08 May 2013

I am more than I look like now...

It's hard to imagine when you look at me now that I've ever done the things that I talk about having done.  (It was hard when I was healthy for people to imagine that I have ever done the things that I have done too.)
I get the "you are full of it" look a lot, and on occasion people actually call me a liar to my face.  I don't have a good enough memory to lie for one thing, and for another, what good would it do me?

To look at me now, you wouldn't imagine I've ever been SCUBA certified, been to more than two dozen states, served my nation, fought fires, been to college, gotten a Master's Degree, obtained certification in aircraft rescue, ever weighed less than 150 lbs, once had hair down past my butt, once rode every roller coaster I could, had ever seen me run a mile or leg press over 400 lbs.  You wouldn't know by looking at me that I was ever anything other than what you see now: a very overweight almost middle aged woman with a bad back and balance issues. All you see now is me shuffling when I first start to walk because my feet hurt so bad, or you might see me unable to keep my balance on uneven ground.  All you see now is someone that gets tired quickly because her brain has to work overtime to process movement now that her ears don't work, and you might even get frustrated when she can not hear what you said properly.  (I assure you that my making light of the hearing distortion is my way of dealing with the fear I feel at going deaf)

You can not even begin to process how hurt and angry I feel when I'm reliving one of my adventures in a funny story and I'm made to feel as if I'm dishonest.  It happens a lot.  It is as hard as someone questioning your intelligence because you can not spell or do advanced math due to a learning disability.  (Too bad I cant show off that IQ test to prove folks wrong, and to let the numbers show that I am in fact a genius. But who's counting?) 

I lived a LOT before I got sick.  I did all kinds of cool stuff, and am thankful for it.  I relive many of those fun and adventurous days because I can not do those things anymore. My new normal, as it were, will not allow me to SCUBA dive again, or ride roller coasters or fight fires or be more than I am now.  It is hard to be a shell of the woman you once were, and have people call into question your honesty when you are reliving a moment in a story from your past. I can not carry around those memories in a jar to show you, nor can I carry around a notebook full of affidavits to prove that I am who I once was. 

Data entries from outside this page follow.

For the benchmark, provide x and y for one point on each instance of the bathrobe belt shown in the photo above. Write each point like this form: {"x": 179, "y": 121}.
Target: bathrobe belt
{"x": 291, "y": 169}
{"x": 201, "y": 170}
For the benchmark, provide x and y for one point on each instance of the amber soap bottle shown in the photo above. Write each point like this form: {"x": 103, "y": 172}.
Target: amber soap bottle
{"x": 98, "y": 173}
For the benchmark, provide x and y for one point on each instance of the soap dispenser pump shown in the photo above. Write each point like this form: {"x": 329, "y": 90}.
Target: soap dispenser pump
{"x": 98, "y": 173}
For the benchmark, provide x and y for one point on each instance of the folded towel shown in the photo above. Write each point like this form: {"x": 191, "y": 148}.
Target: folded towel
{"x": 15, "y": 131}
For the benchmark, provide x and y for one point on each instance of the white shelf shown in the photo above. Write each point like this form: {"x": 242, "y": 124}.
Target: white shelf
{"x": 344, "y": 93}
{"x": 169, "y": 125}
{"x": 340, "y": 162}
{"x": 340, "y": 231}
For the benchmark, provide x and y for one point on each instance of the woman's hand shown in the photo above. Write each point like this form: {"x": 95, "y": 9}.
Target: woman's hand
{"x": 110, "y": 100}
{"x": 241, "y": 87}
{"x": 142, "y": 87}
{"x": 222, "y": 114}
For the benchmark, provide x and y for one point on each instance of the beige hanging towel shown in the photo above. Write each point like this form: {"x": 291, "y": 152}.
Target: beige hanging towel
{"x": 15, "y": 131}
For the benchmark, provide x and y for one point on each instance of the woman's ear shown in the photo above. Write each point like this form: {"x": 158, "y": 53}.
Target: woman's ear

All anyone sees now is a fat, somewhat obnoxious woman who talks in excess about things that no one believes.  They don't take time to see the scars on her heart and the knicks on her soul from every time she set out to help her fellow man only to be called a liar afterwords.  No one bothers to wonder why this woman lives in the past because they don't value her enough to listen close enough to hear the pain in her words as she remembers who she once was and can no longer be.

If I have become arrogant and a braggart it is because it is how I have been shaped by those that insisted on telling me my best was never enough, my truths were untrue, and that I "had no reason to live".   I always knew that my best was good enough, my truths were infact true, and I have every reason in the world to live. I had something to prove, I proved it over and over and over, then no one believed me.

So no, I am not a liar.  I may not look like much, but this broken messed up body has seen a lot in its 36 years.  I will no longer tolerate those that can not see fit to give my truth a chance.